006010_平和への軌跡
【18】下伊那・信南自由大学・“LYL”
2009年3月 7日 18:31
前述では、両地とも自由大学で山宣が講演していましたが、信南自由大学は設立当初から、プロレタリア文化運動(プロレットカルト)が構想されていました。担い手は横田憲治、平澤桂二、須山賢逸らのLYL(リベラル、ヤング、リーグ:自由青年連盟)の影響下のメンバーが中心でした。
下伊那地方は自由民権運動の一環としての「飯田事件」にみられる権力の不当な圧制への反骨精神が旺盛で、短歌雑誌『夕樺』発行(白樺の人道主義に共感して付けられた)に結集した若者が目覚めてLYLに繋がっていきました(詳しくは、佐々木敏二著『長野県下伊那社会主義運動史』、信州白樺)。
LYLは機関誌『第一線』を出し「新興階級の歴史的使命の遂行を期す」ための活動を始めました。この活動の1つとして、1924年正月の1月8日から5日間、飯田町南信自由大学が開校されました。山宣は「人生生物学五講」を担当し、聴講者は57人でした。3月15日からの「青年教育講習会」に中央から新明正道らを招いている、最中に「LYL事件」の検挙が始まり、若い活動家が獄に繋がれました。
彼らは政治研究会を作り公判闘争を支援しながら活動を続けました。この中心になった人物に清水玄三郎がいました。私は佐々木敏二さんの前掲の著作執筆のための調査に同行しました。清水さんの家で炬燵(こたつ)にあたりながら、聞き取りをした事を懐かしく思い出しました。山宣はこの頃、水脈社事件で京都大学を辞めさせられます。この頃から労働農民運動の高揚で民衆への権力の牙がむき出しになっていきます。「3・15」そして「4・16」事件とうち続く弾圧に屈せず、鷲見京一らは頑張りました。

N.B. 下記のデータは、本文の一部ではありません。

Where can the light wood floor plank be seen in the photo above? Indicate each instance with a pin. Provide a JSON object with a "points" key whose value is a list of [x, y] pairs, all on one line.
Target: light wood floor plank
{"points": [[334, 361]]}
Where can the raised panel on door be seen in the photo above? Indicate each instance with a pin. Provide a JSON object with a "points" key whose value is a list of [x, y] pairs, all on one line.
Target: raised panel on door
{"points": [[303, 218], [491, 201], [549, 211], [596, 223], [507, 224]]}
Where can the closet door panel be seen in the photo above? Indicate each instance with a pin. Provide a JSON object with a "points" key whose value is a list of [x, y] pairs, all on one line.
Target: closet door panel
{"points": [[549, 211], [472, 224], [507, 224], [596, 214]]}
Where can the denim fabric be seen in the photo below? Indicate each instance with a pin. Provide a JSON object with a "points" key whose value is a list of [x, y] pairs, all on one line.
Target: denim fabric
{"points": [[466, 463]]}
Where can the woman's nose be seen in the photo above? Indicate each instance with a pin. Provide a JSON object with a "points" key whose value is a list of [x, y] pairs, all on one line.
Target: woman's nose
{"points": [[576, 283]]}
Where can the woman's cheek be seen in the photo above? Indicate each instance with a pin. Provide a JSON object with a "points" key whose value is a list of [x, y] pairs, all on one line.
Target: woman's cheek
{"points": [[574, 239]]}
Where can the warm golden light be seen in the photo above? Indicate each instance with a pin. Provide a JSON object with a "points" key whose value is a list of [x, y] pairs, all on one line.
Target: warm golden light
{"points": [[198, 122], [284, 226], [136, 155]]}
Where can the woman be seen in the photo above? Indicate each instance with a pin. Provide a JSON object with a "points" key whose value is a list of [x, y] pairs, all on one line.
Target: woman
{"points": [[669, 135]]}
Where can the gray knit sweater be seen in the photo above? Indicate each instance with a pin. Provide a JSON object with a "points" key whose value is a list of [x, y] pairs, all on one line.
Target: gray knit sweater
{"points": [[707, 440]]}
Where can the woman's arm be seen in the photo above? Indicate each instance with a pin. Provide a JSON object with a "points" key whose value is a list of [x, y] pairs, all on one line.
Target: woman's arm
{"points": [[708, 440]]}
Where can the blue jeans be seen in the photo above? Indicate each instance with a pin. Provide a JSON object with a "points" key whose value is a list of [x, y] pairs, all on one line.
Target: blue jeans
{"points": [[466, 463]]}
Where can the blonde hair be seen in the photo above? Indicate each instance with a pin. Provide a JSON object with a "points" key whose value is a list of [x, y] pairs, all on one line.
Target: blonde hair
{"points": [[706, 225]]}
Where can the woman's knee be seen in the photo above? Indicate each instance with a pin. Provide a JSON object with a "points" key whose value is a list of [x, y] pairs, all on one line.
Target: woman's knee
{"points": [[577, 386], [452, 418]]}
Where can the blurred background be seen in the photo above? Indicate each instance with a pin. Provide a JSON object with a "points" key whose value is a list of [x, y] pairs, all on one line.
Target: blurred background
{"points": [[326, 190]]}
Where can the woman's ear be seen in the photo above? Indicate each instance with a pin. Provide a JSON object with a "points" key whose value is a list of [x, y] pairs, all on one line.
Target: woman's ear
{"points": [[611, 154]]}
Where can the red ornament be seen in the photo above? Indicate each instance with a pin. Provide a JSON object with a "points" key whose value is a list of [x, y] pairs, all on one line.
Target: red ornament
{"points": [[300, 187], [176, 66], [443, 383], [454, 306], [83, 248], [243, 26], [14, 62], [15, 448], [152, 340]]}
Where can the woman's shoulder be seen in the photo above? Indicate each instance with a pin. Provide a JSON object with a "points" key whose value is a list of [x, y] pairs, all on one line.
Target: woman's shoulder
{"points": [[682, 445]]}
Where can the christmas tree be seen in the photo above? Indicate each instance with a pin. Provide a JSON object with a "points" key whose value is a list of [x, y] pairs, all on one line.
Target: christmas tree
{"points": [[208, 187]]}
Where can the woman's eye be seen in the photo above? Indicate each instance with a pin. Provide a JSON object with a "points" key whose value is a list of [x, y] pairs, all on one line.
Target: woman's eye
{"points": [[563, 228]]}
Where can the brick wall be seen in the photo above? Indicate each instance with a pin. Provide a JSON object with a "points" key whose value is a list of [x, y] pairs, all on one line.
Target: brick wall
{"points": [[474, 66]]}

私の育ったのは同県上伊那ですから、鷲見の名前は農業改良運動の「ミチューリン運動」とともに幼少から馴染みがありました。思春期の鷲美は先輩の影響により、先の自由青年連盟(LYL)に加盟しその中心的メンバーになりました。当時の活動と言えば、雪道を徹夜して二十数キロの道を出かけ仲間へ連絡をし、東京から届く非合法新聞が飯田の駅に着く前に、手前の駅で受取り、峠を越えて配布し飯田駅にわずかにその新聞が着き警察が差し押さえる頃には、配布が完了していたと言う創意的な活動をしました。
鷲見はこれらの活動で目をつけられ、「3・15」の検束、これにはハンストで抗議、入党後の「4・16」では6年の懲役刑を受けました。家族友人の支援が支えとなり非転向で満期出獄します。当時、農村は繭糸価暴落で窮乏化が進む中を敗戦まで保護観察の身でありながら、農畔耕地整備の事業先頭に立って活動を続けます。
戦後、再入党して衆議院候補となります。落選しても日農のリーダーとして村、続いて県の農地委員となり農地改革、土地改良の活動に尽力し、その中でミチューリン運動に参加しました。他の地域ではレッドパージや地下活動と混乱する激動の日々でしたが、ここではミチューリン運動により農民との結びつきを強めて乗り切っていきました。
「選挙と言えばいつも落選」の鷲見も、安保闘争後に共闘組織ができると上げ潮に乗って鼎町町議に当選しました。3期を前に脳卒中で倒れ、それをきっかけに「記録は実践の証明」と戦前からの活動を書き始めた自伝『伊那谷を花咲く大地に』―農民解放の先駆者鷲美京一の歩んだ道』を書き始めましたが69歳で逝去しました。
この本には「百姓わしみ、人間わしみ」と庶民から愛された波乱に富んだ生涯が綴られています。口述筆記したものを死後に、妻や甥相波三郎やジャーナリスト塚原広志らの協力、刊行委員会の手によって出版されました。